Administration Absorption Distribution Metabolism Excretion Voiding
What does the acronym ADME define?
The 4 steps in the body the drug goes through Absorption Distribution Metabolism Excretion
What are the two different types of administration regarding the proportion of the body affected?
Systemic and Local
What do the terms systemic and local administration mean and what is the difference?

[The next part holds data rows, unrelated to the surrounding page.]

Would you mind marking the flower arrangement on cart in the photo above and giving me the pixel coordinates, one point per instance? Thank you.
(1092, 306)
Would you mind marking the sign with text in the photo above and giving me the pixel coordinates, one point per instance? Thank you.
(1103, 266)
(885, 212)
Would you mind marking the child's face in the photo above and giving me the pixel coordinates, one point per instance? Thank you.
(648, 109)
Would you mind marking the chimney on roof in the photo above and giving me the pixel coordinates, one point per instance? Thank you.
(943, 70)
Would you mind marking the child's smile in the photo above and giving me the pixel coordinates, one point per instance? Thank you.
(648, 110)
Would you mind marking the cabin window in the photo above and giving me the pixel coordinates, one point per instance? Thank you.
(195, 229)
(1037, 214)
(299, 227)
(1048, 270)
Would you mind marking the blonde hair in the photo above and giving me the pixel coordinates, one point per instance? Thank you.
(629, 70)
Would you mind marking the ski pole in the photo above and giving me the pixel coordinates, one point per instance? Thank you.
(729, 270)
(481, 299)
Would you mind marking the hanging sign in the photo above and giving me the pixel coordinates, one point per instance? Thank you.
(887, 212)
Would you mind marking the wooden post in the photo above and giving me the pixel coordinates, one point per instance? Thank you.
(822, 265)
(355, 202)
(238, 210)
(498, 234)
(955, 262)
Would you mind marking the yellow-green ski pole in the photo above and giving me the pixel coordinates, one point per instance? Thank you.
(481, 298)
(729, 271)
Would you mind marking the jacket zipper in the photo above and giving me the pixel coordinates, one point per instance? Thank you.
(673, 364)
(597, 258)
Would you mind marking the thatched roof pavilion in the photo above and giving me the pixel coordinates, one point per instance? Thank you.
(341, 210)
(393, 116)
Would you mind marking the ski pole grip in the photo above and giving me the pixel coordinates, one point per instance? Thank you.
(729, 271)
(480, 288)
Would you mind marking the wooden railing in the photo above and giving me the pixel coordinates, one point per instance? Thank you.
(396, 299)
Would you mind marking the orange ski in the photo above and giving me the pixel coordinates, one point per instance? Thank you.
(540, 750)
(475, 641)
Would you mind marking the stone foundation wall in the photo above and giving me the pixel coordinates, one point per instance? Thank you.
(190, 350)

Systemic administration - the entire organism is exposed to the drug after administration
Local administration - drug exposure is restricted to one area of the organism
What do the terms “enteral” and “parenteral” mean in terms of administration?
Enteral - administration is via the GI tract
Parenteral - administration is via anywhere but the GI tract
What are the 7 different routes of drug administration?
Moving down the body: Inhalation Ingestion Intramuscular Dermal Subcutaneous Intravenous Intraperitoneal
What is the general aim of any form of administration of drug?
To get the drug into the bloodstream
What are the general paths of ingested and inhaled drugs into the bloodstream?
Ingestion - Drug enters GI tract, gets absorbed and taken to the liver, travels to the liver via hepatic portal system and then enters systemic circulation.
Inhalation - Lungs are well perfused, drug enters lungs then diffuses across pleural membrane into circulation.
What are the two ways drug molecules move around the body?
Bulk flow transfer - moves in bulk in the bloodstream to the tissues
Diffusion transfer - moves molecule by molecule over short distances
What are the two environments drugs have to traverse?
Lipid
Aqueous
What are barriers and compartments defined as in the body regarding environments?
Lipid environments = barriers
Aqueous environments = compartments
What are the drugs’ methods of crossing barriers inside the body?
Diffusing through lipid (if they are lipid-soluble)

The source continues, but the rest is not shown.